Uganda: European Contacts and Religious Conflicts

European Contacts and Religious Conflicts

In 1862, John Hanning Speke, a British explorer interested in establishing the source of the Nile, became the first European to visit Buganda. He met with Mutesa I, as did Henry M. Stanley, who reached Buganda in 1875. Mutesa, fearful of attacks from Egypt, agreed to Stanley's proposal to allow Christian missionaries (who Mutesa mistakenly thought would provide military assistance) to enter his realm. Members of the British Protestant Church Missionary Society arrived in 1877, and they were followed in 1879 by representatives of the French Roman Catholic White Fathers; each of the missions gathered a group of converts, which in the 1880s became fiercely antagonistic toward one another. At the same time, the number of Baganda converts to Islam was growing.

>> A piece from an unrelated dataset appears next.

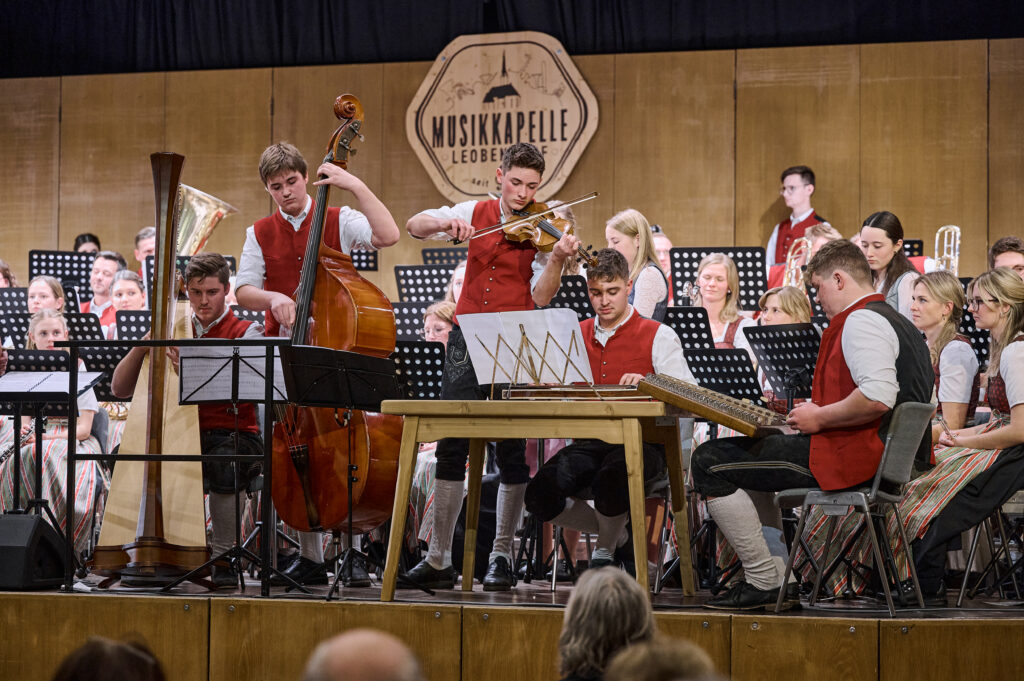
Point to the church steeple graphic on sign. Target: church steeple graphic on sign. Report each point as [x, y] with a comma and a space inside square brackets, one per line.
[503, 90]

In 1884, Mutesa died and was succeeded as kabaka by Mwanga, who soon began to persecute the Christians out of fear for his own position. In 1888, Mwanga was deposed by the Christians and Muslims and replaced by his brothers. He regained the throne in 1889, only to lose it to the Muslims again after a few weeks. In early 1890, Mwanga permanently regained his throne, but at the expense of losing much of his power to Christian chiefs.